Man has the power of sympathy. As we cannot conceive of light without postulating an all-comprehending æther, through which all things are related, so the fact that we are affected, actually feel physically and mentally with others, is inconceivable without postulating one all-embracing Personality.

The faith that good must ultimately triumph is an axiom of the moral life; we find it impossible to believe the reverse.

These are some of the broad bases on which rest the Christian dogmas of the relation of man to God the All-Father, which tell of a perfect Son, and of the power given to all to rise through grace into the spiritual life.
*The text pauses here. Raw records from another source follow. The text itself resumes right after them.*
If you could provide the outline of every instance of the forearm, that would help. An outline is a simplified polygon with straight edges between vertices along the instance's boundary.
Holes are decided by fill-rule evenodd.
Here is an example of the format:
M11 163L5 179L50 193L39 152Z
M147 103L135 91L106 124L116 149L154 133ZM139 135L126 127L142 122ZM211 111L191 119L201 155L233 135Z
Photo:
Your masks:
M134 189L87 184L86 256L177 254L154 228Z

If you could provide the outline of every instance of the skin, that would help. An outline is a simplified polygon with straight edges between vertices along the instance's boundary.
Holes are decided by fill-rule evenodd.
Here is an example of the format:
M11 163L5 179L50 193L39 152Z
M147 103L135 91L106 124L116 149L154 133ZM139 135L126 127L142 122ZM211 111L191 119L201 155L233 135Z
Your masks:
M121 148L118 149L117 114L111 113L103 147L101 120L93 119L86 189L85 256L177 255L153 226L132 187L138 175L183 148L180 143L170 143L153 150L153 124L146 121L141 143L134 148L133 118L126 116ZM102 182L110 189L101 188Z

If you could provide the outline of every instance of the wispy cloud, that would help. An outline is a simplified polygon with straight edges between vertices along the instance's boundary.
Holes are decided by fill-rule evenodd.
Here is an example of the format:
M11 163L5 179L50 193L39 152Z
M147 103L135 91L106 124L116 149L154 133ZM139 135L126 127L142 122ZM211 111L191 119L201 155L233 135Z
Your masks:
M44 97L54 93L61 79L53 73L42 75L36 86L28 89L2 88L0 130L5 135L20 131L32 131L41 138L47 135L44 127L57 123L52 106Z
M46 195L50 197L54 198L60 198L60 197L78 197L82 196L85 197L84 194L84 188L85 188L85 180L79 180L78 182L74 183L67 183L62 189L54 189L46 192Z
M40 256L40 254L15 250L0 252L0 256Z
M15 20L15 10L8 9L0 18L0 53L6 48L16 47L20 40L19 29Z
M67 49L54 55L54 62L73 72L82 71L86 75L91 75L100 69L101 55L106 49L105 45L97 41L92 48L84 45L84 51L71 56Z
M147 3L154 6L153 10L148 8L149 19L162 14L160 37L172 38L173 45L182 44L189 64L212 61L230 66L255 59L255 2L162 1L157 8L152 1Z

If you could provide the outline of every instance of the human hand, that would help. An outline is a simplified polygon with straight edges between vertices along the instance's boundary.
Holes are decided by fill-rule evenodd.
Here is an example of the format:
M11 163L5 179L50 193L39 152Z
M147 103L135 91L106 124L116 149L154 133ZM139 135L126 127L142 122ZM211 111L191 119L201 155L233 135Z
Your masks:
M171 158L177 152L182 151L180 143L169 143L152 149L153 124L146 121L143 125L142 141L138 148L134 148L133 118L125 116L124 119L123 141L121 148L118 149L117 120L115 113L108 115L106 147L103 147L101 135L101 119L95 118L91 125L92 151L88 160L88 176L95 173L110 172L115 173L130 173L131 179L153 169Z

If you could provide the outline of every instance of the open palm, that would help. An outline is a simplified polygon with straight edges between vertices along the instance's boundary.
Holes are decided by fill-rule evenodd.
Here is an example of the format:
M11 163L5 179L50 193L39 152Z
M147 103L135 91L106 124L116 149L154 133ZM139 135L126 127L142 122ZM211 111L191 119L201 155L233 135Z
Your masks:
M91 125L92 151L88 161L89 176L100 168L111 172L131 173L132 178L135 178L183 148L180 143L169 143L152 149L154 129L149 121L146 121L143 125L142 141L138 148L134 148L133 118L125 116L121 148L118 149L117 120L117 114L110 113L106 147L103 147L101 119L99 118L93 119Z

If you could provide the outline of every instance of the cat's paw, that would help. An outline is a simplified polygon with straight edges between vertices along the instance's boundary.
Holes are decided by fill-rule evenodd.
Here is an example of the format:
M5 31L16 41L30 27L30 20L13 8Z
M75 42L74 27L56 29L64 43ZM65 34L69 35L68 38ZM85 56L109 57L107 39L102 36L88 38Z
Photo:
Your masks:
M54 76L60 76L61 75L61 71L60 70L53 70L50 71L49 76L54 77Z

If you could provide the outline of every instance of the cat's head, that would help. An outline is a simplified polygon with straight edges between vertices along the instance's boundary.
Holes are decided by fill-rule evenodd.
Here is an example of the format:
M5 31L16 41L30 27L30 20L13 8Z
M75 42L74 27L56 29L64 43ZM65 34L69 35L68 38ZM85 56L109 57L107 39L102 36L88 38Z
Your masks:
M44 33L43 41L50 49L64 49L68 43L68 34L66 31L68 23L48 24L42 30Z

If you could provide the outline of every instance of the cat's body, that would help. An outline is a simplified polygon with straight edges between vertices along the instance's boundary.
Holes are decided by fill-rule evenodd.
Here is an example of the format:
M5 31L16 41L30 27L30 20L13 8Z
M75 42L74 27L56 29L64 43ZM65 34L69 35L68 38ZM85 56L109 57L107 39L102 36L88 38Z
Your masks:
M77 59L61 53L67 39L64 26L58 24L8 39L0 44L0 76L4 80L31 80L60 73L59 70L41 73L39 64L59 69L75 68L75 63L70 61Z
I have dwelt on the subject at some length, because it seems to me that the intellectual relation to God has been too much ignored; we should love with the mind as well as with the heart; with the developing of the physical and psychical life, the soul craves to root itself more firmly on the consciousness of the universal, it desires to be at one with the All-Wise and the All-Good Father of spirits to work out the purpose of its own existence. It seeks to be in harmony with all who are living by the highest ideal; hence the impulse to work in associations, specially in the spiritual life, for life must overflow into action! It seeks evermore to be at one in its being, and to bring the individual self into harmony with the all-embracing Spirit in whom we are one.

I may recommend to teachers the recently published volume on Religious Teaching in Schools, by Dr. Bell of Marlborough.